After more than an hour, the farmers decided to cool off and celebrate mass with priests and nuns from Mindanao. At the risk of being excommunicated from my own congregation, I stayed. When I left before eight, it wasn’t clear whether the Sumilao farmers would be home for Christmas.

Notes:

· I was impressed by niece Charo Logarta who interviewed the leaders of the farmers in fluent Cebuano. Because I know my cousin (her dad) had left Cebu as a child, I assumed the daughter would know only English and Tagalog. I was wrong. Noel Cabangon came to sing a few songs in solidarity and I could not hold back tears. Someone let out air from the left rear tire of my car, but a farmer who also drives a jeepney in Bukidnon took care of it. There are Cebuano words which can’t be expressed in Tagalog or English: Pastilan! Intaon! Lechong baboy! Lecheng yawa! And that was exactly how I felt).

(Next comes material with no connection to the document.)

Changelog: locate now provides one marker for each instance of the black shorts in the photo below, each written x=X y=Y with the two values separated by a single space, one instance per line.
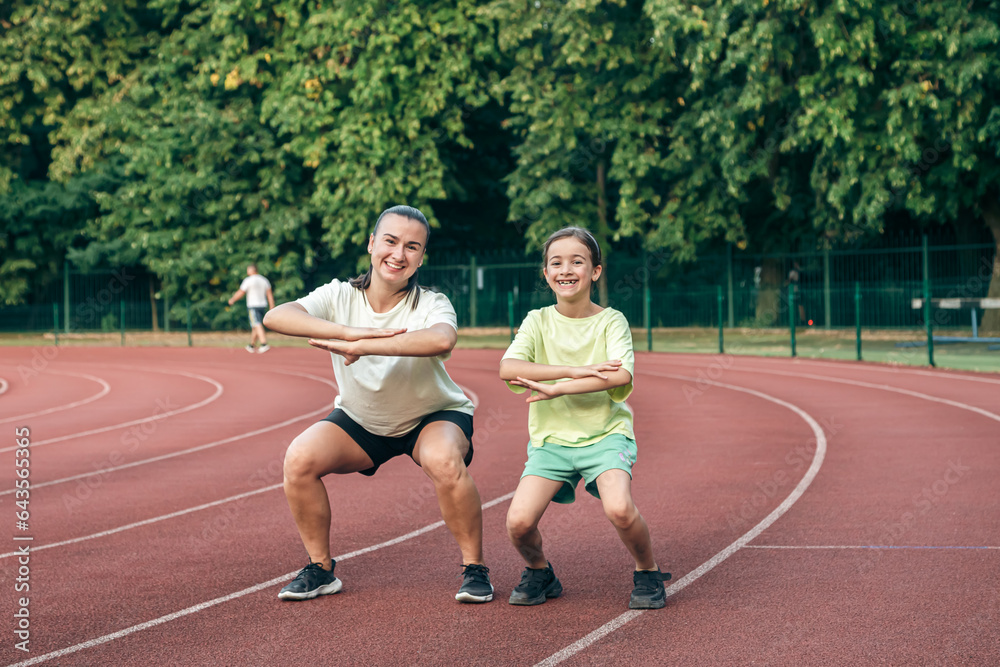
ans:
x=381 y=448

· It may very well be that the San Miguel plan would be better for the economy overall, but this a question of social justice and law and not of gross domestic product. It’s not jiust the economy stupid! It’s human rights and justice. If our national life were to be dominated by just economic efficiency, we would reopen the debate about democracy,dictatorship and development. Nyet! But more on this in the next post.

Monday, December 10, 2007

The rights of the Sumilao farmers (1)

Among the strange coincidences in my long life are that in some way I had been associated with the anti-heroes in the struggle of the Sumilao farmers for land:

  1. After graduation (chemical engineering) in 1980, I was appointed executive assistant to the president of the Norkis Group of Companies, a certain Norberto Quisumbing Jr.
  2. About a year later, a certain Ruben Torres interviewed me for a job in the Ministry of Energy.
  3. In 1993, I was asked to comment on proposals in the Senate to make agrarian reformed lands fungible by a senator considered close to Fidel Ramos.
Last Friday I paid the farmers camped in front of the Department of Agrarian Reform a brief visit. I hope to be able to converse with them again today. They have my undying support.